Her pose is convincing and does not look unnatural. She is depicted in a stance one might interpret as ‘waiting’ or ‘guarding’. Given it is not an action pose she is well suited for RPG games as a character, as it will match more situations. In a skirmish game the pose is still dynamic enough to give an impression of “Come get some”, so the miniature fits well in a war band. For rank and file there is no doubt that she could either be used as one of the troopers or even a company leader. Models of female dwarves are not as common and she surely is one of the better looking ones out there.
I had one problem with the original sculpt prompting me to get out the greenstuff: She is a fighter, wears a full plate armor, chain mail and a quilted frock….and naturally her heart is exposed to show off her bosom. I have no problem with this if it fits the miniature in question, but here it makes no sense. I thus decided to close the front of her armor and make her more believable.
The casting is overall good, as there is almost no flash, but there are some resilient mold lines down her right and left arm and along the top of her head. While most of the mold lines can be removed easily the problem with the Bones material is that it requires a very sharp blade to cut without dragging and scraping is almost impossible. Being limited to cutting not all of the mold lines can be removed easily and even with some fine grade sanding paper I could not remove all of them to a satisfactory degree. Once again, for a gaming miniature this is acceptable and I don’t think it shows up that much on the painted miniature. I might invest in some micro files to address this issue.
Freja retails for 2.29 $ US. Yes, that is dirt cheap. The cost-benefit ratio is definitely working out and it gets even better when you go for bigger miniatures like an Ettin or dragons. If you play a lot of RPG’s or want to complement your Warhammer army for cheap, check out the Bones range and obviously give Freja a go!
One of the features of the Bones miniatures is, that they require no priming. It is true, it works. However, you may not thin down your paint too much for the basecoat, as it will bead if you have too much water in the mix. After the basecoat is applied you can paint the miniature using any techniques, washes etc. Some claim applying a basecoat this way would cover up details, but I cannot confirm this. The details are still there and you can pick them out easily.
I used a mix of Reaper Master Series paints and Vallejo Model Colour and GW washes.
Full Plate Armour: Brown Base Coat (RMS Muddy Brown) followed by Vallejo Bronze and a wash with GW Reikland Flesh. I then mixed some Vallejo Bright Bronze in it for the first and the second highlight finishing of with some Vallejo Silver.
Chainmail: Basecoat of black followed by Vallejo Gunmetal Grey. For the highlights Vallejo Oily Steel with successive drops of Vallejo Silver.

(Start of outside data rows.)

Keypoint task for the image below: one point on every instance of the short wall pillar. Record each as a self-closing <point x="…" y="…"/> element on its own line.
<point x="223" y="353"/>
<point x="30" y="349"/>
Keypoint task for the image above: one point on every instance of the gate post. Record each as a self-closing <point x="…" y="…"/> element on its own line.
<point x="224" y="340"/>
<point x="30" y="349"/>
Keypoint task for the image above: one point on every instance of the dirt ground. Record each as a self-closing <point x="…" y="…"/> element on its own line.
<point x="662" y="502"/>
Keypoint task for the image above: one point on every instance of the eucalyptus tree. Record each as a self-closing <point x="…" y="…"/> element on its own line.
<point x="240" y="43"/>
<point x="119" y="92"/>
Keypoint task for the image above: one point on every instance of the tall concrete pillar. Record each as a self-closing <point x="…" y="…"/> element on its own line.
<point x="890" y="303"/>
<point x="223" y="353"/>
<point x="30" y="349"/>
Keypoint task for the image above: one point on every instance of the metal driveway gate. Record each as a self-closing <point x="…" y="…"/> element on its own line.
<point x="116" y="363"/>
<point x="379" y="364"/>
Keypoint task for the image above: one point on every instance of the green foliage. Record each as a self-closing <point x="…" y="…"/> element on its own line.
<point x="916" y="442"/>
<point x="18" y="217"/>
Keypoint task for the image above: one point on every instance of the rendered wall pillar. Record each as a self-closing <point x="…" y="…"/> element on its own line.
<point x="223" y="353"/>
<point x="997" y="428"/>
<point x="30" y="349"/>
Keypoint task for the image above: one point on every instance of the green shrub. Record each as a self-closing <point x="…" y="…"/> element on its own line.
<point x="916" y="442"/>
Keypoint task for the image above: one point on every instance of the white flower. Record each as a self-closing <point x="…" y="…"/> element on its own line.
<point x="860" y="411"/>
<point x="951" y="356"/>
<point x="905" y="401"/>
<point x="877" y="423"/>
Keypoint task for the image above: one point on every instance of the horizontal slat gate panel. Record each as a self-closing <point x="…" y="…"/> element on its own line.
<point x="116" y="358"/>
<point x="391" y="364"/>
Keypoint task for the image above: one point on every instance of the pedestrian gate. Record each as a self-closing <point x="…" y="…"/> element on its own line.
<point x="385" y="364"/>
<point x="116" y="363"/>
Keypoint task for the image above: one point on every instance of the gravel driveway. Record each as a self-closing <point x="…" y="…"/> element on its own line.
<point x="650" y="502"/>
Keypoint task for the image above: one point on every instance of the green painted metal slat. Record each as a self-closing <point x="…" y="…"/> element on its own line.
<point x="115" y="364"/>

Quilted frock: I had in mind to give the frock a subtle cross pattern, so some of the squares are green, some turquoise. For the green parts I used a basecoat of RMS Grass Green and successive amounts of RMS Sun Yellow for the highlights. The turquoise parts got a basecoat of 50:50 RMS Grass Green and RMS Sapphire Blue, highlighted with successive amounts of RMS Pure White.
Loin cloth: Basecoat of RMS Pure White with a hint of RMS Muddy Brown, wash with GW Agrax Earthshade and highlights with RMS Pure White.
Hair: RMS Muddy Brown with a bit of RMS Blood Red as base colour, highlights with successive amount of RMS Tanned Leather and RMS Fair Skin.
Face: The face gave me quite some trouble, as I tried out the RMS paints for the first time. I used RMS Tanned Flesh as a basecoat followed by a wash with GW Reikland Flesh. highlights with RMS Fair Skin and Tanned Flesh 50:50 turned out too pale and I ended up using Vallejo Basic Skintone. The face didn’t come out as nicely as I hoped, but the next miniature will hopefully be better in the face department.
Wooden parts: Basecoat of 90:10 RMS Muddy Brown and Vallejo London Grey. Highlights with successive drops of RMS Pure White.
Leather parts: Basecoat RMS Tanned Leather, wash with GW Agrax Earthshade, successive highlights with RMS Pure White.
Base: The tiles are made from thin cardboard, painted and drybrushed with cheap acrylic wall paint, following the same routine as with the dungeon wall segment. The grass is MiniNatur Autumn Grass Tufts.